The European Union is stepping forward to reinforce what many experts describe as a bedrock cyber vulnerability tracking system, as questions linger over the long-term sustainability of the Common Vulnerabilities and Exposures Program. The initiative, widely relied upon by cybersecurity professionals worldwide, has come under renewed scrutiny following a contracting scare involving MITRE, prompting discussions about diversification of support and governance.
The vulnerability cataloging system, first launched in 1999, provides a standardized framework for identifying publicly known cybersecurity flaws. Each vulnerability is assigned to a unique identifier, enabling researchers, vendors, and government officials to communicate about specific issues clearly. Over time, the program has become a foundational reference point in global cybersecurity operations.
ENISA’s Role in Strengthening a Bedrock Cyber Vulnerability System
Speaking at the RSAC Conference in California, Hans de Vries, cybersecurity and operational chief at the European Union Agency for Cybersecurity, highlighted the EU’s intent to support and modernize this bedrock mechanism for addressing cyber vulnerabilities. He noted that the goal is to “build upon” the program’s existing foundation and preserve the “great work that has been done there.”

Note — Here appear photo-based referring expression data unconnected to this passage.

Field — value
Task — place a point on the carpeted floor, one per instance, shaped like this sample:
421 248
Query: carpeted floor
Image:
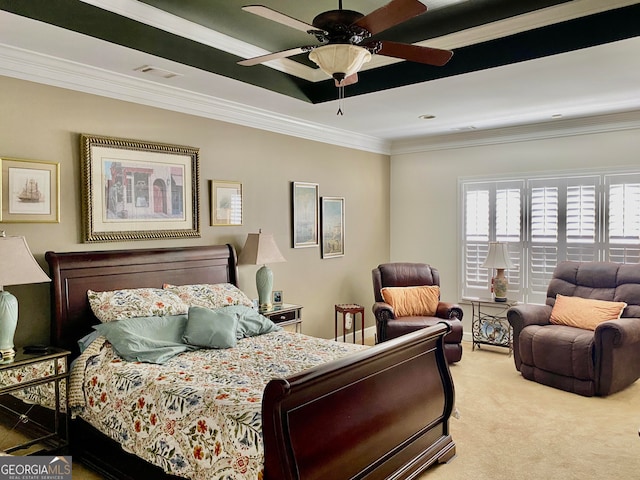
513 429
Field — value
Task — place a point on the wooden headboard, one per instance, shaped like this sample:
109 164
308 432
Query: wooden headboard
74 273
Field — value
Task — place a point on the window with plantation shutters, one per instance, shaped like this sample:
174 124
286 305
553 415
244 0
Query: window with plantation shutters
623 218
545 220
492 210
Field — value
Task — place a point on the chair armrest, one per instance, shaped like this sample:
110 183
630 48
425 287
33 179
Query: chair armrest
449 311
623 331
527 314
519 317
383 309
617 346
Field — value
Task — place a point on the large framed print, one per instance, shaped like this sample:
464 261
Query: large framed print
136 190
226 202
332 227
30 191
305 214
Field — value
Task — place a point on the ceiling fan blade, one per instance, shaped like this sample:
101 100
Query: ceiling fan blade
391 14
350 80
270 14
249 62
416 53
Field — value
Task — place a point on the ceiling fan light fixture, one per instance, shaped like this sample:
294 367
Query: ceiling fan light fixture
340 60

The renewed focus comes after a tense moment last spring when MITRE warned that federal funding for the Common Vulnerabilities and Exposures Program could abruptly end. Although the issue was resolved within hours following strong backlash from the cybersecurity community, it exposed structural risks tied to reliance on a single U.S. government contract.
In response, EU member states tasked ENISA with exploring ways to strengthen the system. De Vries highlighted the importance of ensuring continuity: “We cannot build on one contract alone, so we have to strengthen it, and make sure that foundation, that basic mechanism, and it’s a huge program, but that mechanism stays, and stays to the core that we want to build on.”

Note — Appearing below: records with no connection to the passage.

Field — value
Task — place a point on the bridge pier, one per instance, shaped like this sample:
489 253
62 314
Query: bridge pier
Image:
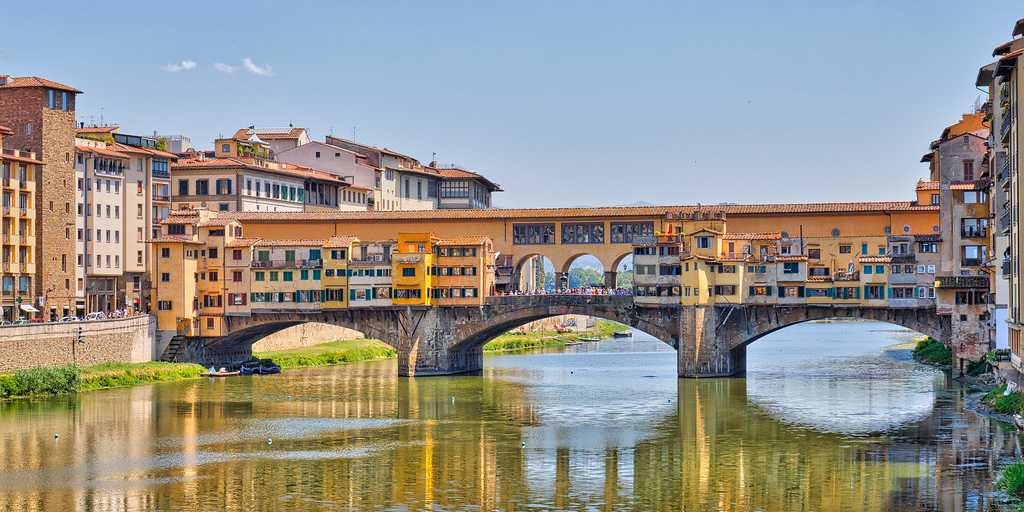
705 349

Legislative and Governance Challenges
Concerns about the resilience of the Common Vulnerabilities and Exposures Program are not limited to Europe. In the United States, congressional staff have begun drafting legislation aimed at formalizing the program’s structure and clarifying oversight responsibilities. The effort includes defining a stronger role for the Cybersecurity and Infrastructure Security Agency (CISA).
Moira Bergin, who leads cyber policy work for Democratic members of the House Homeland Security Committee, highlighted a key issue: while CISA is authorized to run the program, it is not explicitly mandated to do so. “That makes it harder for us to hold an agency accountable,” she said, adding that stakeholders lack clear expectations for how the program should operate.

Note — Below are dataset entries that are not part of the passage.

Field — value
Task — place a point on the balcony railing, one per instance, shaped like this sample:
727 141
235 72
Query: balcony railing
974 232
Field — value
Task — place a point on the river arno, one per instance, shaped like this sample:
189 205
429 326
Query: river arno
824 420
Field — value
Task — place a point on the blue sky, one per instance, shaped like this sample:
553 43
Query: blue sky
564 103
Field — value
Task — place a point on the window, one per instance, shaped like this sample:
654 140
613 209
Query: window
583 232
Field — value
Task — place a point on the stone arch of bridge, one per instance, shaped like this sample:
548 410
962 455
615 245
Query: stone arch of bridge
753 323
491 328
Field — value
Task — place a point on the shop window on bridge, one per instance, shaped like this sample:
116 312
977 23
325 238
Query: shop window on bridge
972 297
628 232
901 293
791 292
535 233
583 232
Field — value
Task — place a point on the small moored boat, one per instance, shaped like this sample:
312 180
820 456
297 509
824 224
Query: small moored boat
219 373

The proposed legislative approach also aims to shield governance from political fluctuations. Bergin explained that draft provisions seek to “inoculate the [CVE] board membership from political cycles,” reducing the risk of instability in managing this bedrock cyber vulnerability framework.
AI, Speed, and the Evolution of Vulnerability Tracking
The discussion around strengthening this bedrock cyber vulnerability system also reflects broader changes in the threat landscape. Industry experts recognize that artificial intelligence is accelerating the speed and scale of cyberattacks.
Bob Lord, a former CISA official involved in the Secure by Design initiative, pointed out that some still assume CVE records are primarily for human interpretation. However, modern threats demand machine-readable, high-quality data from the outset.
Under the current model, vulnerability records are created when flaws are first disclosed, with additional “enrichment” added later, such as severity ratings and exploitability details. But experts argue that delays in completing records can leave defenders exposed in an era of machine-speed attacks.
“Today, we’re going to really need to talk a lot more about record quality at the time of issuance, not enrichment later, but at the time of issuance,” Lord said.
Continued Support from MITRE and CISA
Despite earlier concerns, U.S. authorities have taken steps to stabilize the program. A spokesperson for CISA confirmed that a “broad internal contracting review caused a brief renewal delay in April 2025, but operations continued without disruption,” and MITRE remains the operator of the Common Vulnerabilities and Exposures Program.
The Department of Homeland Security and CISA have since implemented measures to ensure continuity, maintain global vulnerability tracking, and expand usage. A spokesperson for MITRE reiterated the organization’s commitment, describing the program as a “critical global resource.”